Live album by Passion
- Released: March 8, 2011
- Recorded: 2011
- Genre: Worship, CCM
- Label: Sixsteps

Passion chronology
| Passion: Awakening (2010) | Passion: Here for You (2011) | Passion: White Flag (2012) |

= Passion: Here for You =

Passion: Here for You is an album recorded live at Passion Conferences 2011. It features Chris Tomlin, Matt Redman, Christy Nockels, David Crowder Band and Kristian Stanfill.
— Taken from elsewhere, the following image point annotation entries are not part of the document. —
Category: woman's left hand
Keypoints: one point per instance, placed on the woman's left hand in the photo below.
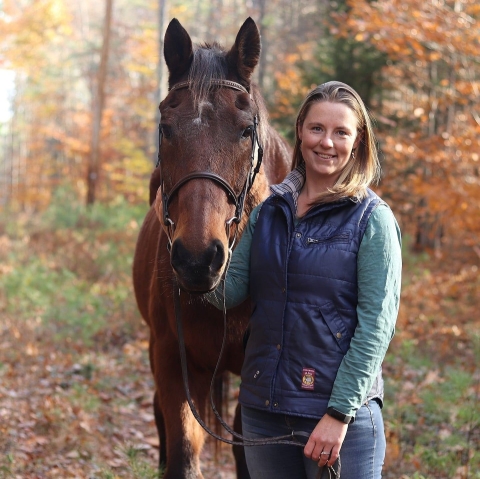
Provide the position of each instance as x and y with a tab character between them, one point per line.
325	441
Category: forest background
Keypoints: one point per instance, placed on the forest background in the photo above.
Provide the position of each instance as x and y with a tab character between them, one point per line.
80	83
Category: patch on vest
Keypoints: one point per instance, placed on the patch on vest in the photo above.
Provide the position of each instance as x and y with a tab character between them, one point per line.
308	378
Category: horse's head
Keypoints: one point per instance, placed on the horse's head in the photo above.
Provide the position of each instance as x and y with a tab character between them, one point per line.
207	131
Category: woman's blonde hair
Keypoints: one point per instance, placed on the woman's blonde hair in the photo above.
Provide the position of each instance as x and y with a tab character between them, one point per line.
363	168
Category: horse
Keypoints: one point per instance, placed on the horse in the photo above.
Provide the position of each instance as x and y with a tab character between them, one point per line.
201	194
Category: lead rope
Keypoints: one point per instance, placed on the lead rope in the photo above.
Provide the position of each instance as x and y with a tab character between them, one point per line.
332	471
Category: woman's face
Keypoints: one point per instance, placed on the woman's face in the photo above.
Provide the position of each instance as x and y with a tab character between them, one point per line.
328	135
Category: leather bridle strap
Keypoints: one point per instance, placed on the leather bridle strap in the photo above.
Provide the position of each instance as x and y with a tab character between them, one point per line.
198	174
239	200
213	81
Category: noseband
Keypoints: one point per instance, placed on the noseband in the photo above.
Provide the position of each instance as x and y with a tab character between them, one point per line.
238	200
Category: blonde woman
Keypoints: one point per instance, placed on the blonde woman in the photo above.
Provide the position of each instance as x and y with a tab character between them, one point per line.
320	260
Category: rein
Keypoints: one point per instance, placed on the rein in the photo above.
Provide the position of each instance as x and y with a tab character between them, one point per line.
238	200
329	472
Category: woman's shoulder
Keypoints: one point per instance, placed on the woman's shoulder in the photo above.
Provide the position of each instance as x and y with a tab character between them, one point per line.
383	221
The songs "Shadows" and "Our God" feature Lecrae.

==Track listing==

Album release
| No. | Title | Writer(s) | Artist(s) | Length |
|---|---|---|---|---|
| 1. | "Here for You" | Matt Maher, Matt Redman, Jesse Reeves, Tim Wanstall | Chris Tomlin | 4:40 |
| 2. | "Symphony" | Louie Giglio, Jason Ingram, Maher, Redman, Chris Tomlin | Chris Tomlin | 5:33 |
| 3. | "Waiting Here for You" | Reeves, Martin Smith, Tomlin | Christy Nockels | 6:06 |
| 4. | "All My Fountains" | Daniel Carson, Nathan Nockels, Tomlin | Chris Tomlin | 5:11 |
| 5. | "Shadows" | David Crowder, Lecrae Moore | David Crowder*Band & Lecrae | 5:11 |
| 6. | "Lord, I Need You" | Carson, Maher, Christy Nockels, Reeves, Kristian Stanfill | Chris Tomlin | 4:34 |
| 7. | "Set Free" | Ben Fielding, Ingram, Redman, Tomlin | Chris Tomlin & Matt Redman | 3:54 |
| 8. | "Forever Reign" | Ingram, Reuben Morgan | Kristian Stanfill | 5:28 |
| 9. | "Sometimes" | Crowder | David Crowder*Band | 6:08 |
| 10. | "Always" | Ingram, Stanfill | Kristian Stanfill | 5:42 |
| 11. | "Carry Your Name" | Ingram, Christy Nockels, Nathan Nockels, Tomlin | Christy Nockels | 5:04 |
| 12. | "Spirit Fall" | Carson, Giglio, Ingram, Stanfill | Chris Tomlin | 7:27 |
| Total length: |  |  |  | 64:57 |

Deluxe CD
| No. | Title | Artist(s) | Length |
|---|---|---|---|
| 13. | "All to Us" | Chris Tomlin | 7:27 |
| 14. | "Constant" | Charlie Hall | 6:09 |
| 15. | "Our God" | Chris Tomlin & Lecrae | 6:57 |

==Trivia==
- The song "Waiting Here for You", is covered by Martin Smith, Jesus Culture, Soul Survivor and Generación 12, in Spanish "Esperándote".